The Zitron LALR(1) Parser Generator

It gives me great pleasure to announce the release of Zitron. This is a parser generator based upon a port of Lemon, the tool used in SQLite to parse SQL queries, written by the same author, DRH, a legend if ever there was one.

Zitron is quite extensively documented, and ready for action. Additional bells and whistles may well be added, but to indicate its state of readiness: included is a complete Zig port of Lemon, shown to produce byte-identical output when given several grammar files, including that of SQLite itself. Those are in C, naturally; Zitron has been adopted from this base to emit Zig, with some other affordances.

Look forward to seeing what you make of it, and perhaps with it.

25 Likes

This artifice, much like the EU, is guaranteed to please no one.

LOL. And yacc shaving (I didn’t realize it was spelled that way) is art. Zero shame. Would be curious about existing and future “changes” hinted, though - perhaps some lean the work away from shaving and toward an alternate motive?

2 Likes

It generally isn’t :slight_smile:

Where the future is concerned, I would rather show then tell.

As to differences from Lemon, first of all, it emits Zig, which has consequences. Lemon parsers rely extensively on macro preprocessing, an option I did not have. I found a project golemon, which is itself pretty remarkable: the author ported Lemon to Go, made it emit Go code, then ported Pikchr to emit Go code using golemon, all so that he could embed Pikchr diagrams easily in his Hugo-based blog.

That was helpful in establishing a strategy to defeat the macro monster. What Zig does have is comptime, so macros used for conditional inclusion were just translated to comptime if statements, and textual inclusion macros were replaced with a HashMap which finds bits of the template and replaces them with the needful.

There were further changes needed to make it possible to use try inside user code, which I consider a requirement. defer to the rescue!

None of that is user-visible, however. In terms of what is, I completely reworked options parsing to behave in a more familiar manner, and rigged it so that command-line options can also be supplied as build options, since Zig projects will presumably want to use Zitron from the Zig build system, a procedure I have documented.

There are a number of special directives which are Zig-specific, C-specific build flags removed, and the like.

I also added a ‘ditto rule’ as syntax shorthand:

expr(A) ::= expr(B) PLUS expr(C). { ... }
  ``        expr(B) TIMES expr(C). { ... }
  ``        LPAREN expr(E) RPAREN. { ... }
  ``    ::= VALUE(A).

As an alternative to repeating expr(A) for each production (which is also permitted). Aesthetically I would suggest either including the optional ::=, or not, rather than both as in the example. That’s just to show that both are possible.

The named actions, and %impl directives which use them, are also novel.

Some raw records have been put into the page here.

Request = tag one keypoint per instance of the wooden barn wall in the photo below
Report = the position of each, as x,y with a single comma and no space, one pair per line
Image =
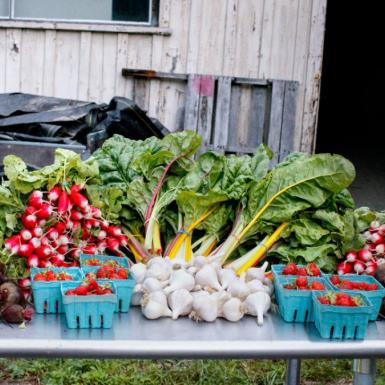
277,39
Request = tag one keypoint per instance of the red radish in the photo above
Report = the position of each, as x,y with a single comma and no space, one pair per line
60,227
58,259
29,221
359,267
96,213
76,188
76,215
344,268
104,225
35,242
380,249
365,255
45,211
62,249
63,204
371,267
54,193
123,240
45,263
33,261
12,241
36,199
114,231
63,240
89,249
43,251
24,283
374,225
25,235
37,232
52,233
113,244
351,257
30,210
75,252
377,238
102,235
85,234
25,250
102,246
79,200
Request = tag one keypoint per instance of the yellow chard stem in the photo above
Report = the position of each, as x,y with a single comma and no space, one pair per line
187,233
264,247
156,241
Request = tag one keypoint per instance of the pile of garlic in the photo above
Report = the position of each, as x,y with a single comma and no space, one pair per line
202,290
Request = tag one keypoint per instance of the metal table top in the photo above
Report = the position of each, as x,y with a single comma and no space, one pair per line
132,336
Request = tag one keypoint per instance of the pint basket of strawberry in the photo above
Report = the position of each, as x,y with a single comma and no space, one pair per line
87,260
341,315
124,281
46,287
292,269
89,304
294,297
365,284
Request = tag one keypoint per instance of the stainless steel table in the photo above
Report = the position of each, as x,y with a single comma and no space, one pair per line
132,336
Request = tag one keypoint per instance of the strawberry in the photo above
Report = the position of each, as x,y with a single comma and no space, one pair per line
317,285
335,280
343,301
81,290
302,271
371,287
313,270
92,285
346,285
301,282
122,273
39,277
290,269
324,300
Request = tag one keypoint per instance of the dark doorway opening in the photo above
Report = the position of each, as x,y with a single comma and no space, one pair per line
352,109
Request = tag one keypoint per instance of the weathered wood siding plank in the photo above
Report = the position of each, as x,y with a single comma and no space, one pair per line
222,113
313,75
261,39
276,116
12,60
48,63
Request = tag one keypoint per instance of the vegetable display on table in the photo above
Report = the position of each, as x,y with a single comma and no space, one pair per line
194,228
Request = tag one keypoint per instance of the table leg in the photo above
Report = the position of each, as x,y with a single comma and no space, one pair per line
293,371
364,371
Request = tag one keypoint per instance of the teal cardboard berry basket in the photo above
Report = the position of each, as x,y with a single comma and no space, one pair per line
125,288
375,296
341,322
88,311
47,295
295,305
123,261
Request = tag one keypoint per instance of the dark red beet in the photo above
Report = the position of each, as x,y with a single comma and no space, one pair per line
15,314
10,293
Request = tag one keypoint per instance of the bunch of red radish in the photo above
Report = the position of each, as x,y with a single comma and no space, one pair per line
365,260
60,224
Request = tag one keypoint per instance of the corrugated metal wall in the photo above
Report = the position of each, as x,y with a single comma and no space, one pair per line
280,39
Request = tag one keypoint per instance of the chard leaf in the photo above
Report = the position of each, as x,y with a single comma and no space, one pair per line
299,185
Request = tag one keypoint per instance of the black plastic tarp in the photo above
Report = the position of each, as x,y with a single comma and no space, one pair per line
25,117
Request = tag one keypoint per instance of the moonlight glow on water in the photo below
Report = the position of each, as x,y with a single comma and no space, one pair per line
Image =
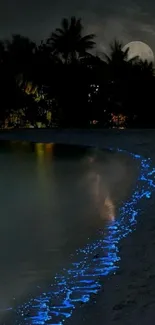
82,281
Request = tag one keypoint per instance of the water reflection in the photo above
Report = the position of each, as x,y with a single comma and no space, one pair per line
54,198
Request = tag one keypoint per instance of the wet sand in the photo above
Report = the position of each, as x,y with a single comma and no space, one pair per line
129,296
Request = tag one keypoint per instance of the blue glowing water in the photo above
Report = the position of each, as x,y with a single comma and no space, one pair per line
82,280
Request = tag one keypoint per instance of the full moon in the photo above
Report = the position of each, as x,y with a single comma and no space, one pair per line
140,49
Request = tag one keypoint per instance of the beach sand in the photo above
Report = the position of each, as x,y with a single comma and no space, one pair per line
129,296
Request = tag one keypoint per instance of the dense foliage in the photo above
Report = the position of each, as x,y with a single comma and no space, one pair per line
60,82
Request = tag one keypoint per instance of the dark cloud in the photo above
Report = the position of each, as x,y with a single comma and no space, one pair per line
124,19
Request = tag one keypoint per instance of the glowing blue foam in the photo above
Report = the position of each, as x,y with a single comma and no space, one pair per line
96,260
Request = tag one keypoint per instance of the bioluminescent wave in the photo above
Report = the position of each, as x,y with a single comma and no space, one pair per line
82,280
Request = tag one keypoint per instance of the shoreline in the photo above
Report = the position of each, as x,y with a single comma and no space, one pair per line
129,295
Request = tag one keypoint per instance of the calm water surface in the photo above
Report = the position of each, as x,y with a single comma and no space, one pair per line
53,197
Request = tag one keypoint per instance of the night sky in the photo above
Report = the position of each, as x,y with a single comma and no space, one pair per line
124,19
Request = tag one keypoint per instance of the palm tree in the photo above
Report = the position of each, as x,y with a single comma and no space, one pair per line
68,41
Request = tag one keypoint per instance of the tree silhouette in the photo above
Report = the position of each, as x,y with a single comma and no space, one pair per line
68,41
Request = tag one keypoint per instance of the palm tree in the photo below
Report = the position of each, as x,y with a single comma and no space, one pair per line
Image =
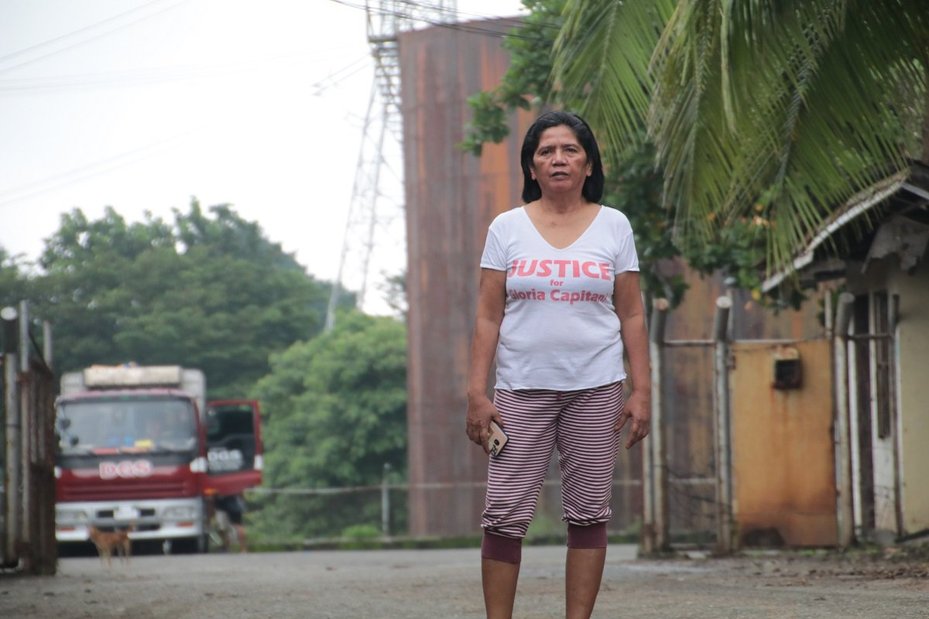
779,111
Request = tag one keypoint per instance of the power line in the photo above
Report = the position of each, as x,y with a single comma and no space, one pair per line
77,32
144,77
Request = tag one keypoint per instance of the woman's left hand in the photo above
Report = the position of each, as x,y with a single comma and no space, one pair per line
637,411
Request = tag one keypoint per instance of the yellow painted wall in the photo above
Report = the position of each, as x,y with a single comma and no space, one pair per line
782,457
913,360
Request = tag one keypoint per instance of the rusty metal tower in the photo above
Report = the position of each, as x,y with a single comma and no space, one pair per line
377,182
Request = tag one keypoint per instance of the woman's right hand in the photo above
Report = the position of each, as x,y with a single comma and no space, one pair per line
480,411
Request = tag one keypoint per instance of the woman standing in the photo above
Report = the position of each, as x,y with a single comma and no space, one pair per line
559,302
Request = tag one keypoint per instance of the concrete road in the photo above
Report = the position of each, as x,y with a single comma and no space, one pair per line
445,584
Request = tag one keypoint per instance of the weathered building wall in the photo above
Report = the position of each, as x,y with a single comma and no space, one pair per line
451,197
913,426
783,462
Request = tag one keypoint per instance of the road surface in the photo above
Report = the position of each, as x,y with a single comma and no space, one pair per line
445,584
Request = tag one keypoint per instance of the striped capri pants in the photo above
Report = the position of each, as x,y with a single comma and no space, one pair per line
582,425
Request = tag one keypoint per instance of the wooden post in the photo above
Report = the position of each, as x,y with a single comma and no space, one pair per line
724,519
655,527
12,440
843,479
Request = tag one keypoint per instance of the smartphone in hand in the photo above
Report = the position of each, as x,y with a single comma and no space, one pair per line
497,440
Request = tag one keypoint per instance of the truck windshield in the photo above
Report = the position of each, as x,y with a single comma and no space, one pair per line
125,424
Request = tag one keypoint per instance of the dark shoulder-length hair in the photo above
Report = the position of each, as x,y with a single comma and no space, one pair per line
593,186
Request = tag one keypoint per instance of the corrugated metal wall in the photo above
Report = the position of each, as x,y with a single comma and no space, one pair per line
451,197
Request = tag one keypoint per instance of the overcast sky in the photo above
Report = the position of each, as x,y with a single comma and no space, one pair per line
145,104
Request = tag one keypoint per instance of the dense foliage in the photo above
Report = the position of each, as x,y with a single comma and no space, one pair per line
767,113
634,183
209,292
760,119
336,408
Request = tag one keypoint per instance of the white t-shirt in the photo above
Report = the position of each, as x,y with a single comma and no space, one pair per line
560,330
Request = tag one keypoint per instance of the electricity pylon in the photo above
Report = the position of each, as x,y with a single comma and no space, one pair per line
375,181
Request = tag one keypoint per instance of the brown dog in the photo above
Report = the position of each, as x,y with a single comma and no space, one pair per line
108,542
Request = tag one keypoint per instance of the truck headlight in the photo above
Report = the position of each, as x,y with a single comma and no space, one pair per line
181,512
70,516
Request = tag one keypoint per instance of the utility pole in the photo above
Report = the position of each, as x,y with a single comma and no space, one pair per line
382,130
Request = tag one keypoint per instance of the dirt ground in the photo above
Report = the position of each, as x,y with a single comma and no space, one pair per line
445,584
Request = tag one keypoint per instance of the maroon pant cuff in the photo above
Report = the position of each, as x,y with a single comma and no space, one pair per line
500,548
591,536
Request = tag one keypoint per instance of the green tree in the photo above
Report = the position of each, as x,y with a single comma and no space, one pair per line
633,180
773,113
336,414
208,291
13,282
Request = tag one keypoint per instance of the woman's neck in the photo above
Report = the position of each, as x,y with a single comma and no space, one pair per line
562,205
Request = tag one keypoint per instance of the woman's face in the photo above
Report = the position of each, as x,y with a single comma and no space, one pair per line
559,163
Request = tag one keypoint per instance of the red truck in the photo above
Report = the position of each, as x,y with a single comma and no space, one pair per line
139,447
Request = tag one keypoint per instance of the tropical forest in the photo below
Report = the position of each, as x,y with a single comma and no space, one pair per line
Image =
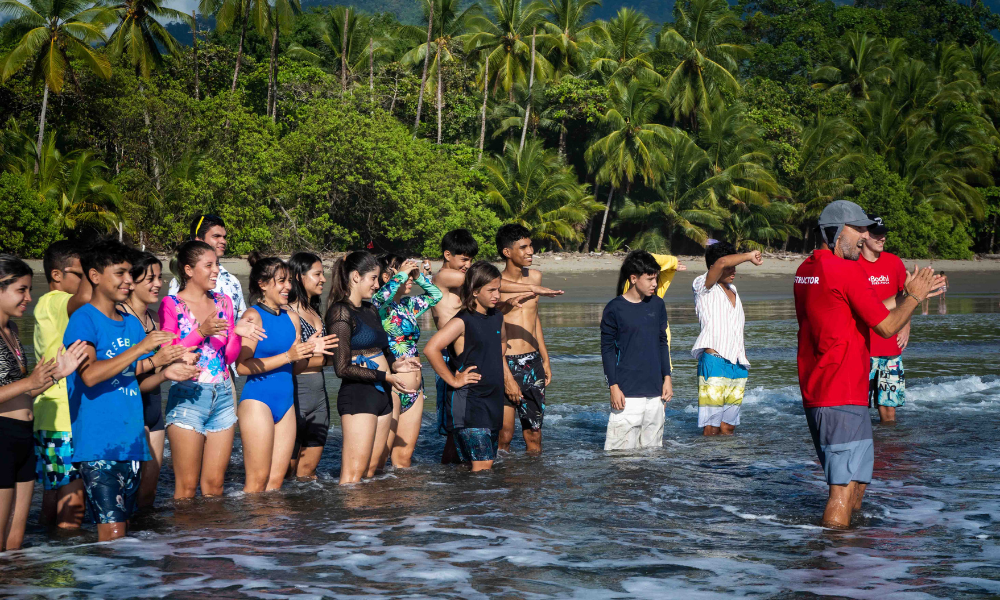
598,127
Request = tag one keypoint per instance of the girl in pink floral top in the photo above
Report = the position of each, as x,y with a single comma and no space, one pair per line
215,352
201,412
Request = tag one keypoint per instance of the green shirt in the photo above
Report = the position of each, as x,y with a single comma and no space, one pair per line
51,318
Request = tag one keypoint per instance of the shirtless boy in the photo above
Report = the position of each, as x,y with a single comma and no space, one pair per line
526,355
459,249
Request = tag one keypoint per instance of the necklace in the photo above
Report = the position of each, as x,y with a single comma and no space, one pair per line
13,346
145,319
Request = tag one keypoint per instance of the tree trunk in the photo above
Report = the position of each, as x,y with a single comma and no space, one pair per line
423,78
531,83
243,35
562,139
395,92
194,45
585,246
149,139
343,53
486,93
440,98
272,80
41,127
604,221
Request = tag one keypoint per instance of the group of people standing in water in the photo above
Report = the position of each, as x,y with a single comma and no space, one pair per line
88,421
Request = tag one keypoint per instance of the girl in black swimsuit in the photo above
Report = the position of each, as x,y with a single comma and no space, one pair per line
361,362
311,401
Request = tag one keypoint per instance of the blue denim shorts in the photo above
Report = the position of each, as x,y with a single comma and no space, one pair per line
201,407
111,487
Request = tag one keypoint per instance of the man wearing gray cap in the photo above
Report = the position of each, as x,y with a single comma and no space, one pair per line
836,307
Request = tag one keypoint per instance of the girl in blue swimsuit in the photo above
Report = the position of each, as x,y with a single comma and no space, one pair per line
266,414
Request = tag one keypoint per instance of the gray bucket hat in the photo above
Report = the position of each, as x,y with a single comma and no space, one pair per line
839,213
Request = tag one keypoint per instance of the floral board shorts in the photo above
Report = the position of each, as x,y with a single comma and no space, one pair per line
887,382
112,488
53,451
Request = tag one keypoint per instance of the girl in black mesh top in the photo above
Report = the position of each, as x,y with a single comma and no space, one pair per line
362,361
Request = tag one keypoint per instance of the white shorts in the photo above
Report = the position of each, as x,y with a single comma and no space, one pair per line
717,415
638,425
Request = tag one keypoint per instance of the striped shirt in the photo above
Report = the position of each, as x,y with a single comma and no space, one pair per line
721,322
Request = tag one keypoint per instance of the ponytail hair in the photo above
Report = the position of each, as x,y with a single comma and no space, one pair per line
262,270
12,268
638,263
340,287
478,275
187,255
298,265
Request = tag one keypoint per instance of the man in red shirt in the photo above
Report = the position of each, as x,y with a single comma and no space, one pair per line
837,308
886,273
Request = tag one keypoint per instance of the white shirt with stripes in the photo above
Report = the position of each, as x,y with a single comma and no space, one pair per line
721,322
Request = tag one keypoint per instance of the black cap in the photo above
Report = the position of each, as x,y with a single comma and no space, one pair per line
879,227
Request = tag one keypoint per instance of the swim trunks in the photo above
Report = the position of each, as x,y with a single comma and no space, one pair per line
112,487
886,382
476,443
842,436
529,372
53,453
720,390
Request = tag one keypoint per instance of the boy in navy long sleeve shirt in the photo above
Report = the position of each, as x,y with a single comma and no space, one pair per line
636,357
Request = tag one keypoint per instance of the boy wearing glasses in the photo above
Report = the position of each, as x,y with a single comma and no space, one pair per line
62,499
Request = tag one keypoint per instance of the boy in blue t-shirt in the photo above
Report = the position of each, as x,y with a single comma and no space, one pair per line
105,403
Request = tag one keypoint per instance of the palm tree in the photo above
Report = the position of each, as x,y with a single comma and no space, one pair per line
349,38
680,208
51,33
860,65
567,35
236,13
449,23
138,35
502,40
623,48
701,39
533,187
634,146
281,13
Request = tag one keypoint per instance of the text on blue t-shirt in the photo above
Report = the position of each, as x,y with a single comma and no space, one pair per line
107,418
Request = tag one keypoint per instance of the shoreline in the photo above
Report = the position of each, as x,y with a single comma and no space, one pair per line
566,263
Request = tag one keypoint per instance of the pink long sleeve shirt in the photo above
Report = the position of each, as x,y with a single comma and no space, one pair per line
217,351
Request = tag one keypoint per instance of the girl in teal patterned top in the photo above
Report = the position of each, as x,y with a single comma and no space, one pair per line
399,312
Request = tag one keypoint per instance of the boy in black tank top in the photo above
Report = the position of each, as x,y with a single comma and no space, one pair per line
476,340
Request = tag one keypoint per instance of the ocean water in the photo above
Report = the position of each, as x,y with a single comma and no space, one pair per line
698,518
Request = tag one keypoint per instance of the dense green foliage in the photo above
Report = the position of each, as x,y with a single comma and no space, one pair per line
338,128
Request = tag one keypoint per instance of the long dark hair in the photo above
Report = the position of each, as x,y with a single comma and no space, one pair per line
340,287
12,268
298,265
187,255
478,275
202,223
141,265
387,263
638,263
262,269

I’m pretty happy with how they turned out :slight_smile:

1 Like

Holy smokes; way-too-cool. Why is the density of witty transformations like “yak shaving” and “Heisenburg” (heisenbug, in another thread) so high in ziggit? (rhetorical)

Lovely, lovely project. I have been deeply in love for the longest time with lex, yacc, LALR parsing, GLR parsing and lemon. Thank you for putting in the time to do this.

One thing I have always wondered (and never have made time myself to do it) is why nobody has attempted to implement something like lemon but, instead of generating source code to be compiled, simply output the semantic information in a more universal format (JSON or JSON-like), then have a separate utility that can process that information and generate code for many different languages, or even use it at run-time, without generating any code, to create the parser – I think Raku does something like this.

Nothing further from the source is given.